Topikseru.com, Islamabad – Delegasi Iran meninggalkan Islamabad menuju Teheran setelah perundingan dengan Amerika Serikat (AS) berakhir tanpa menghasilkan kesepakatan. Informasi tersebut dilaporkan oleh media pemerintah Iran, Press TV.
Perundingan yang dikenal sebagai “Islamabad Talks” itu berlangsung dalam beberapa putaran diskusi intensif, baik secara langsung maupun tidak langsung, dengan mediasi dari pemerintah Pakistan.
Delegasi Tingkat Tinggi Terlibat
Delegasi Iran dipimpin oleh Ketua Parlemen Mohammad Bagher Qalibaf, didampingi Menteri Luar Negeri Abbas Araghchi serta sejumlah pejabat tinggi lainnya.
Sementara itu, delegasi Amerika Serikat dipimpin oleh Wakil Presiden J. D. Vance, bersama utusan khusus Steve Witkoff dan Jared Kushner.
Kedua pihak dilaporkan telah meninggalkan Islamabad usai perundingan, menandai berakhirnya fase awal negosiasi tanpa hasil konkret.
Pakistan Dorong Dialog Berkelanjutan
Menteri Luar Negeri Pakistan Ishaq Dar mengonfirmasi bahwa perundingan telah berakhir. Ia mendesak kedua negara tetap berkomitmen pada kesepakatan gencatan senjata sementara yang sebelumnya telah dicapai.
Menurut Dar, dialog antara Washington dan Teheran perlu terus dilanjutkan dalam “semangat positif” guna menjaga stabilitas kawasan Timur Tengah.
Dia juga menegaskan bahwa Pakistan akan terus memainkan peran sebagai mediator dalam upaya mempertemukan kepentingan kedua negara di masa mendatang.
Latar Belakang Ketegangan
Perundingan ini merupakan bagian dari upaya meredakan konflik yang melibatkan Iran, Amerika Serikat, dan sekutunya, yang disebut dimulai sejak akhir Februari lalu.
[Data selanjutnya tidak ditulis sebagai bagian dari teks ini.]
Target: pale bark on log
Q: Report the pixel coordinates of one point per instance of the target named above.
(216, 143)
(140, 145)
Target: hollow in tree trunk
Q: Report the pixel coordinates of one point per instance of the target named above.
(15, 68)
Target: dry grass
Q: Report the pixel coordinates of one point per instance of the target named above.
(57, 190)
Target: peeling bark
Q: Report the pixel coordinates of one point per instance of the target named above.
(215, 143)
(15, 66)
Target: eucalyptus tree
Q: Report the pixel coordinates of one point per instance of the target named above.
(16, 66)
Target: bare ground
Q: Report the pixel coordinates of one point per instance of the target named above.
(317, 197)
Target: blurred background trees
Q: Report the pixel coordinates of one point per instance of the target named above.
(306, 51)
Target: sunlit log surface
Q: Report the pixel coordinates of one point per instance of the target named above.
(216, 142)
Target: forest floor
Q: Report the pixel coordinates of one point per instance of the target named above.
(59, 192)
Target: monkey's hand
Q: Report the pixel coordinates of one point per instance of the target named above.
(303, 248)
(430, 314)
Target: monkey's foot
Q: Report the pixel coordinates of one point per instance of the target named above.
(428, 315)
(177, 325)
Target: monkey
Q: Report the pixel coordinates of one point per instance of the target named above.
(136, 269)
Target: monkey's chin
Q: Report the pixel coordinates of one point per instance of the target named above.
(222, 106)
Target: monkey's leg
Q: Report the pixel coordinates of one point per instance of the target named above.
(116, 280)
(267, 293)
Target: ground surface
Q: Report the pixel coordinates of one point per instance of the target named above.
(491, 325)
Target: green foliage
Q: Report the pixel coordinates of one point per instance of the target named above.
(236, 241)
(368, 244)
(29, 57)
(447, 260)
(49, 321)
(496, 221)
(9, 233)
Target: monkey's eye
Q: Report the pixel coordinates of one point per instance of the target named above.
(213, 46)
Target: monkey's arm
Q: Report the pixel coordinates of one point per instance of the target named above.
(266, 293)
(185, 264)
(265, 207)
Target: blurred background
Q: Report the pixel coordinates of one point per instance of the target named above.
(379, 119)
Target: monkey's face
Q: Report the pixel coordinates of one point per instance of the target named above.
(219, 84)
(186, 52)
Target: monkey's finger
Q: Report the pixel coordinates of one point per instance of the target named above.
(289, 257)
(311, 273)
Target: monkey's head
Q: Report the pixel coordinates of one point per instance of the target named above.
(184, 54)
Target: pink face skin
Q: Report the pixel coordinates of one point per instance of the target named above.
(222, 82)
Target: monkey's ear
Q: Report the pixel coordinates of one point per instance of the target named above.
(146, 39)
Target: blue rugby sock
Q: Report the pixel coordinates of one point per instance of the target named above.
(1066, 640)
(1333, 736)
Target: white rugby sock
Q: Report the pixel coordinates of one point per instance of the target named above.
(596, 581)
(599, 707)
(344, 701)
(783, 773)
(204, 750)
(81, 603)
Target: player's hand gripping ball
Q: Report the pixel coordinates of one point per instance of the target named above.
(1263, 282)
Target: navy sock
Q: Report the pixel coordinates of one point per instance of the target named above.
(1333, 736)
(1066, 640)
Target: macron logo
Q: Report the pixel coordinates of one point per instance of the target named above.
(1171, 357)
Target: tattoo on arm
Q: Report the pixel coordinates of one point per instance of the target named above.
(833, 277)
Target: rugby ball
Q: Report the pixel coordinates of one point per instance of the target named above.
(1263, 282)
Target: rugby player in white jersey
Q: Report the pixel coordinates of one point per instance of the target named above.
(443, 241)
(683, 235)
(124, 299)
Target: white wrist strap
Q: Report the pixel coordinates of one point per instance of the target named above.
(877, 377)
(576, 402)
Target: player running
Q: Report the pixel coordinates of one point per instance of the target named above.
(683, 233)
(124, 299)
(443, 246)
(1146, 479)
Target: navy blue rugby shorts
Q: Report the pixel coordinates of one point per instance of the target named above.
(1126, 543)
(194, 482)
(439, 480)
Sebelumnya, Pakistan berhasil memfasilitasi gencatan senjata sementara selama dua pekan, yang menjadi dasar bagi dimulainya perundingan di Islamabad.
Selain pejabat sipil, proses negosiasi juga melibatkan peran militer Pakistan, termasuk Panglima Angkatan Darat Asim Munir, yang turut memfasilitasi jalannya dialog.
Meski belum menghasilkan kesepakatan, perundingan ini dinilai sebagai langkah awal dalam membuka jalur diplomasi antara kedua negara.
Pengamat menilai keberlanjutan dialog akan sangat bergantung pada komitmen politik masing-masing pihak serta dinamika keamanan di kawasan.